Did the corrupt and failed FTC just make a come-back? Clause 8.2 makes this bizarre policy statement about allocating rights to the FTC which will then be able to lease rights to certain categories of persons. Lets be frank here. This is nothing but an attempt to create a vehicle for the allocation of rights to ANC cadres. This model is identical to the corrupt, failed quota allocation model that is collapsing in Namibia and which resulted in the FISHROT scandal. 

(And dont forget that back in 2018, Minister Zokwana decided that some 30 large pelagic fishing rights would remain available in some common pool for allocation ... which to this day has never transpired). 

There is no scope or space in our current deeply incompetent and corrupt state for a "fisheries transformation council" and the leasing of rights to cadres. 

To conclude.
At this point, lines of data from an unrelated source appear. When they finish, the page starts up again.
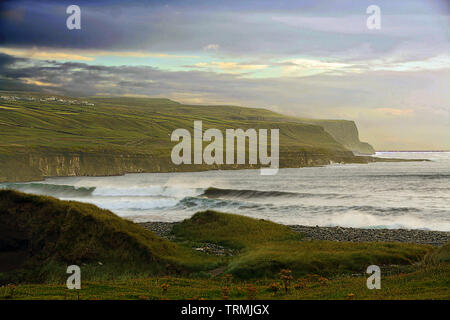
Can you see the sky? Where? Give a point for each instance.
(307, 58)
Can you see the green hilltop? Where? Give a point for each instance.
(112, 136)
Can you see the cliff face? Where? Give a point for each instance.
(346, 133)
(38, 164)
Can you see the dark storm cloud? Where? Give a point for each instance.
(239, 27)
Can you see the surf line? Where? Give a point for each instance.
(213, 153)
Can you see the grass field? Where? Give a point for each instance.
(122, 260)
(431, 283)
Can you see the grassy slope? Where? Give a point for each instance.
(267, 247)
(136, 125)
(51, 233)
(59, 233)
(432, 283)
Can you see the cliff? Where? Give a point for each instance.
(132, 135)
(346, 133)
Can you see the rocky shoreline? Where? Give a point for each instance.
(435, 238)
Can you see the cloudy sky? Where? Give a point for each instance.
(310, 58)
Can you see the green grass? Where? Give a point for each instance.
(420, 284)
(233, 231)
(40, 236)
(53, 234)
(267, 247)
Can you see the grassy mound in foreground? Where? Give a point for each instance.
(267, 247)
(40, 236)
(231, 230)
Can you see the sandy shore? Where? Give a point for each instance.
(435, 238)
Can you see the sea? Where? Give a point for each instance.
(407, 195)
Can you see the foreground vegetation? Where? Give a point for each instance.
(427, 283)
(41, 236)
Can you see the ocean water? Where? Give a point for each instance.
(410, 195)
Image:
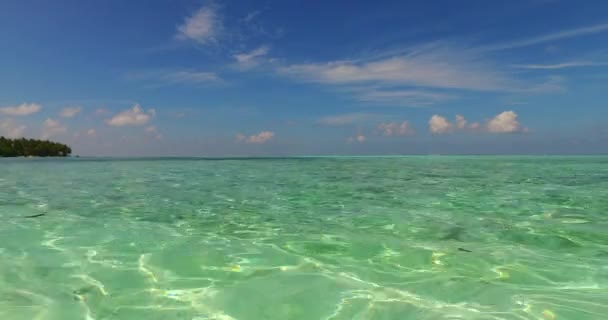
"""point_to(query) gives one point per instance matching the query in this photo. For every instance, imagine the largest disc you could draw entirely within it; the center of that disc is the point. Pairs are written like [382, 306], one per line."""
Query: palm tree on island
[32, 148]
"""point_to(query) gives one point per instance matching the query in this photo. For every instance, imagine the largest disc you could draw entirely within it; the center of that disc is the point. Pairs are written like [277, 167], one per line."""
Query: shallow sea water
[307, 238]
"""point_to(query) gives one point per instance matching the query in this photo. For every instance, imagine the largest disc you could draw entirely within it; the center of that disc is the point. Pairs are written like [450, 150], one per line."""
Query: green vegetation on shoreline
[32, 148]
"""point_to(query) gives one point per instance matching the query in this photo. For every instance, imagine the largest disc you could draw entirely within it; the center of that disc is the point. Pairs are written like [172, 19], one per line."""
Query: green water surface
[309, 238]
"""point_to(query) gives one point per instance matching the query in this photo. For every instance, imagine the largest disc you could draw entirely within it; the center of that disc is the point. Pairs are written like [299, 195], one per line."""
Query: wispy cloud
[432, 66]
[564, 65]
[348, 119]
[173, 77]
[51, 128]
[203, 27]
[251, 59]
[403, 97]
[261, 137]
[135, 116]
[11, 129]
[70, 112]
[24, 109]
[565, 34]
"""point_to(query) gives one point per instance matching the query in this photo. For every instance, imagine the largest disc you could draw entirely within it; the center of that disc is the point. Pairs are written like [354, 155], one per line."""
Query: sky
[279, 78]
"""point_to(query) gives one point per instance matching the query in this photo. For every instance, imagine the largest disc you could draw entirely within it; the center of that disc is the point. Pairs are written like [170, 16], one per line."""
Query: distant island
[32, 148]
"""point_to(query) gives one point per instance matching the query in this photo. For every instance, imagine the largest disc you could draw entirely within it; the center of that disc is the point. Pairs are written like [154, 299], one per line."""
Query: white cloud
[406, 97]
[505, 122]
[360, 138]
[21, 110]
[251, 59]
[70, 112]
[396, 129]
[52, 128]
[101, 112]
[347, 119]
[564, 65]
[439, 125]
[203, 27]
[261, 137]
[250, 16]
[461, 122]
[135, 116]
[189, 76]
[11, 129]
[572, 33]
[434, 66]
[171, 77]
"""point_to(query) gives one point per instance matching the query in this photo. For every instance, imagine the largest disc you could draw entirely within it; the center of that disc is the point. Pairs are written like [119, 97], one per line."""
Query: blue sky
[227, 78]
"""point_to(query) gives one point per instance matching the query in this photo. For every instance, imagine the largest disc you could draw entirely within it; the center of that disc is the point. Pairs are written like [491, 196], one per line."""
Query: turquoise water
[315, 238]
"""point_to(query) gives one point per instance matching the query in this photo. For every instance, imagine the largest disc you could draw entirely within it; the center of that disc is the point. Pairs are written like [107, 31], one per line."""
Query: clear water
[317, 238]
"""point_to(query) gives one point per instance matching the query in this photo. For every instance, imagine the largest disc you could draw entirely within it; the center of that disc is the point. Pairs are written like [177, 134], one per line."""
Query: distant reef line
[23, 147]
The draft General Policy is crap

It's a 3-year old out-dated regurgitated policy that undertakes to implement every failure of the 2013 and 2016 fishing allocation process. It is premised on ZERO socio-economic data and analysis. There are critical policy gaps and even worse bad policy. And let us not remind ourselves that the two most important and valuable allocation processes of 2016 are STILL unresolved with two separate ministers having lost more judicial reviews in 2 fisheries than in the entire history of commercial fisheries management in South Africa.